Validation Requirements

Before opening a pull request, verify the change in a running container:

  1. Restart and validate normal startup:
    sudo docker compose down && sudo docker compose up -d --build
  2. Confirm behavior in the UI and clear browser cache if needed.
  3. Run final clean start validation:
    sudo docker compose down -v --remove-orphans
    sudo docker system prune -a --volumes -f
    sudo docker compose up -d --build

Manual Test Coverage

  • Test as both an admin and a regular user account.
  • Test in at least two different browsers, for example Safari and Chrome.
  • Validate both developer expectations and end-user behavior.
  • Preserve backward compatibility and verify upgrade and downgrade paths for schema changes.

If your change affects configuration or database state, remove ./config before rebuilding so migrations and initialization paths are tested from a clean state.

Automated Tests and Coverage

Run automated tests for any change that touches Python code (src/), request handling, or settings logic.

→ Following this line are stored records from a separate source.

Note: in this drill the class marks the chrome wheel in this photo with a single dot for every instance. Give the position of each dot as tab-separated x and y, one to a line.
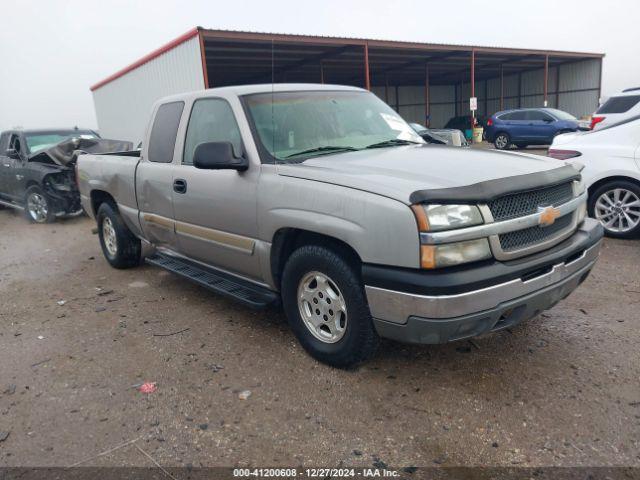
38	207
322	307
109	237
501	142
618	210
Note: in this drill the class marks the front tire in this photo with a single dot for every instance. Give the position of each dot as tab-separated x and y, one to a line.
37	206
326	306
616	204
120	247
502	141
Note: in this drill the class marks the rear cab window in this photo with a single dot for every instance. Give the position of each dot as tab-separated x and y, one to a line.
162	140
620	104
211	120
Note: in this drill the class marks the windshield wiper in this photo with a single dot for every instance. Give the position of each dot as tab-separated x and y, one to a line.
327	149
392	143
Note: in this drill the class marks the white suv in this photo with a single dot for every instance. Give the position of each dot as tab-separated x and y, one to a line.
611	159
617	108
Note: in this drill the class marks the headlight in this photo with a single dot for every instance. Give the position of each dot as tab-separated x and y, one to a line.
449	254
446	217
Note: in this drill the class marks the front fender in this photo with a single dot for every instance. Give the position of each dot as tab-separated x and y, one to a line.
381	230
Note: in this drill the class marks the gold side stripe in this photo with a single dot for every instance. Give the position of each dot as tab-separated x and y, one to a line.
158	220
223	238
230	240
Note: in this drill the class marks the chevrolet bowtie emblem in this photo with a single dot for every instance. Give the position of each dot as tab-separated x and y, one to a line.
548	215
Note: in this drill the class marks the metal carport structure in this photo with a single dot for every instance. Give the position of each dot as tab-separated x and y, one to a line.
419	80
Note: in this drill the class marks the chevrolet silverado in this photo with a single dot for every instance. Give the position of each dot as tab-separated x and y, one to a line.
322	199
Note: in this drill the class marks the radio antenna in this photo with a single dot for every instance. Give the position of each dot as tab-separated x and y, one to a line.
273	81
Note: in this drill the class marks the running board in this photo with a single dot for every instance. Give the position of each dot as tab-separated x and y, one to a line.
251	295
11	205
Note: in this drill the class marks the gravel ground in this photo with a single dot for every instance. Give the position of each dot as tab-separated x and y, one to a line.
77	336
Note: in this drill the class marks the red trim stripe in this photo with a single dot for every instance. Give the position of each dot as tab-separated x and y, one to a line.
147	58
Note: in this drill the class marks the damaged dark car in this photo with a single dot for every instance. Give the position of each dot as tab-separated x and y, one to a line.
37	169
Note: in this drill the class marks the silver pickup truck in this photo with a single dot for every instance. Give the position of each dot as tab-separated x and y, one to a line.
322	199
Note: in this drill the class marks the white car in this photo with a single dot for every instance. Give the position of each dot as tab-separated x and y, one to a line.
611	159
617	108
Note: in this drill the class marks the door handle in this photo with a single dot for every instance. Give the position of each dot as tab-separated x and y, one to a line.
180	185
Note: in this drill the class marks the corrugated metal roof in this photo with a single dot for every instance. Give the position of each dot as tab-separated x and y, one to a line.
376	45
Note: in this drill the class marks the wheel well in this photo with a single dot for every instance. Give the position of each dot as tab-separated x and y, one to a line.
287	240
98	197
605	180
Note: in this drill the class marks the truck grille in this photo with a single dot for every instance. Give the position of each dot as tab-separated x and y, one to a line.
527	203
533	235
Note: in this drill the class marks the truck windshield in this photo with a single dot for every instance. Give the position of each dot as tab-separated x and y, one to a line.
293	126
41	141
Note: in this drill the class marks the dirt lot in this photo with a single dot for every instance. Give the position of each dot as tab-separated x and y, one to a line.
563	389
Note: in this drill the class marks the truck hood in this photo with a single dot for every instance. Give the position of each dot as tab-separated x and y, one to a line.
397	172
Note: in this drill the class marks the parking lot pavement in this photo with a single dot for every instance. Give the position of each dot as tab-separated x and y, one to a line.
77	337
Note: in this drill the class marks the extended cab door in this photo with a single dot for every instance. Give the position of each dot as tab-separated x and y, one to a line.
4	162
12	174
215	210
154	176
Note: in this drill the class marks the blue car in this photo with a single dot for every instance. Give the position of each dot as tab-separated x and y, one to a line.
528	126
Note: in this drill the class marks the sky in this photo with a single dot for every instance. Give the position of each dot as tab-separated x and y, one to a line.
53	51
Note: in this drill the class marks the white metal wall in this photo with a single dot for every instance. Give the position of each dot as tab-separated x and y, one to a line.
123	106
578	94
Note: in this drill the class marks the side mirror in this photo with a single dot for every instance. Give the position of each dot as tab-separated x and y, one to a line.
218	156
12	153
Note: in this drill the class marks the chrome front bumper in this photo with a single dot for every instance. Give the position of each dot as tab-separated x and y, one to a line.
484	308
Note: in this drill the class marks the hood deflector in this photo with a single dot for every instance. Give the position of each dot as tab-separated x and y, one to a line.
488	190
66	152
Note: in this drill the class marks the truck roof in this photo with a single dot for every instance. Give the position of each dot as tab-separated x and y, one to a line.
261	88
45	131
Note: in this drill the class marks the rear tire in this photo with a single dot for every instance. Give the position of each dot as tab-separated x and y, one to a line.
120	247
325	288
502	141
616	204
37	206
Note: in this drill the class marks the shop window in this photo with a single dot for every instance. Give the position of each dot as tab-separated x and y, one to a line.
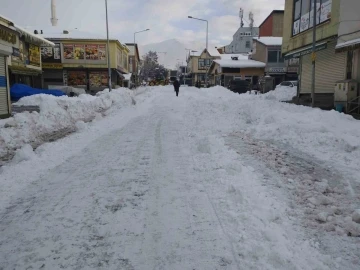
349	64
273	56
201	64
303	14
76	78
281	59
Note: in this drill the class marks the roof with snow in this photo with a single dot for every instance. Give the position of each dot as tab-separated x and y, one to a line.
25	32
241	56
211	51
243	63
269	41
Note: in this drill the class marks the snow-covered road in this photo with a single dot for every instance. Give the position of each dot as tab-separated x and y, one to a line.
159	186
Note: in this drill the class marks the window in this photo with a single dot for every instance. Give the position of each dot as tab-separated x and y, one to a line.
304	14
349	64
201	64
273	56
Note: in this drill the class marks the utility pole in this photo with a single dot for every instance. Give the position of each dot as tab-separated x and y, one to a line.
108	46
313	58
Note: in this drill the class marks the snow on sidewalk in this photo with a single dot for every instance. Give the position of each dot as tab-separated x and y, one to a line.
174	158
57	114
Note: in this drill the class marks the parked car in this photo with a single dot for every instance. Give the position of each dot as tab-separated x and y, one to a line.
289	83
239	86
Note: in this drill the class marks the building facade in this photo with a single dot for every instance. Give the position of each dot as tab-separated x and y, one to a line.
198	65
348	40
273	25
242	40
330	66
134	61
236	67
9	40
82	63
268	50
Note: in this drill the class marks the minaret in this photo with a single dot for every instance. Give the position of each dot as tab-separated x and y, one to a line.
53	18
241	15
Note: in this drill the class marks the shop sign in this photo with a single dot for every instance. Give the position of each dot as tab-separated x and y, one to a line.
51	54
52	65
277	70
7	36
76	78
34	55
84	52
293	69
98	79
18	56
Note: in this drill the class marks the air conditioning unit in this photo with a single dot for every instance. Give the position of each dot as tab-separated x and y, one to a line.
345	92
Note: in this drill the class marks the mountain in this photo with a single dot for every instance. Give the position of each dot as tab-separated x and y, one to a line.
174	48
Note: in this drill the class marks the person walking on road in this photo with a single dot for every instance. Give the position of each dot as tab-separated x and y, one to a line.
176	86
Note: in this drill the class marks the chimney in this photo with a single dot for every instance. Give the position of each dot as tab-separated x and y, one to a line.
53	18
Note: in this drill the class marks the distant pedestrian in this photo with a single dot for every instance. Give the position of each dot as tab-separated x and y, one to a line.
176	86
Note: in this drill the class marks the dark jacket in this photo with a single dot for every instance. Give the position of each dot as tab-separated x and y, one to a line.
176	85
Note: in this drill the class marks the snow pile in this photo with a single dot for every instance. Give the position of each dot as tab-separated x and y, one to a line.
56	114
281	93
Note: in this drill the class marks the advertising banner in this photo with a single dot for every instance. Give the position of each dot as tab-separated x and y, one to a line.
50	54
98	79
68	51
34	55
75	78
84	52
79	52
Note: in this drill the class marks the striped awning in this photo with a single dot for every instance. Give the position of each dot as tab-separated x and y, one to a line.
348	45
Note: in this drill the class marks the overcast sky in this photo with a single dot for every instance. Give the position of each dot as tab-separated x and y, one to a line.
167	19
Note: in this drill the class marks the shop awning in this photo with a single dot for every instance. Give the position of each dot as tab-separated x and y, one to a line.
127	77
348	45
120	75
305	51
24	71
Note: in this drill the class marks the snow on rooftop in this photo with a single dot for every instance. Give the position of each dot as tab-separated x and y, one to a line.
348	43
27	32
270	41
242	63
229	56
212	52
75	35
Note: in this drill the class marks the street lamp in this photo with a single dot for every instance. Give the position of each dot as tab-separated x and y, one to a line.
207	37
135	54
108	48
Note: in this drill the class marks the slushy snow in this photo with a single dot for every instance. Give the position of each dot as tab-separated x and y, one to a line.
207	180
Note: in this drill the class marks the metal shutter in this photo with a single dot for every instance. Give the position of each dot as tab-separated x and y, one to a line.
4	106
330	67
306	69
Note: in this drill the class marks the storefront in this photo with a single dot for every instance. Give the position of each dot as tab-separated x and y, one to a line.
25	65
278	73
9	41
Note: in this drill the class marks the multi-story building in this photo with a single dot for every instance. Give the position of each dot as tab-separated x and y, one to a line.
198	64
134	60
20	60
9	40
235	66
331	29
81	62
242	40
267	49
273	25
349	37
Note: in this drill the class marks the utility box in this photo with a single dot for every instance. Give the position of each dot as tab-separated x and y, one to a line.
345	92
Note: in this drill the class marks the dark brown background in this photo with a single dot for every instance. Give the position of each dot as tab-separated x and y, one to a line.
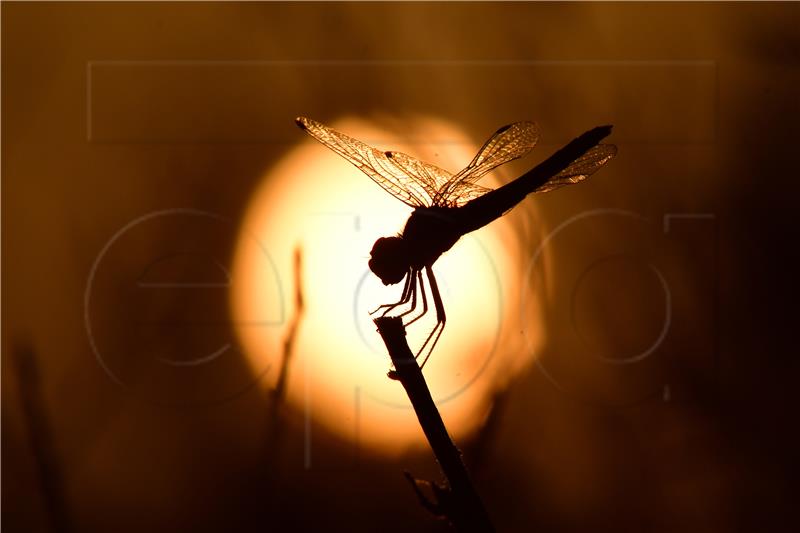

  1. Install dependencies in the required environment:
    path/to/python-venv/bin/pip install -r requirements.txt
    path/to/python-venv/bin/pip install pytest pytest-cov
  2. Run the test suite:
    PYTHONPATH=src path/to/python-venv -m pytest
  3. Generate coverage output for SonarQube:
    PYTHONPATH=src path/to/python-venv -m pytest \
      --cov=src/sonobarr_app \
      --cov-report=term-missing \
      --cov-report=xml

Coverage workflow details, report artifacts, and SonarQube notes are documented in:

Pull Request Quality Bar

  • Include a clear summary of what changed and why.
  • Describe how you tested it, including user roles and browsers used.
  • Note any migration impact, compatibility concerns, or operational risks.
  • Expect maintainer review of both code quality and runtime behavior before merge.

Attribution and Changelog

Maintainers curate release notes and changelog entries. If you want explicit credit text, include your preferred attribution in the pull request description. Contributors will always be attributed in changelog and release notes.

AI-Assisted Contributions

AI-assisted contributions are allowed. You are responsible for the submitted code quality and correctness, including security and maintainability.

Low-quality, unreviewed, or non-functional generated code will be rejected. Repeated low-quality submissions after maintainer feedback can result in loss of contribution privileges.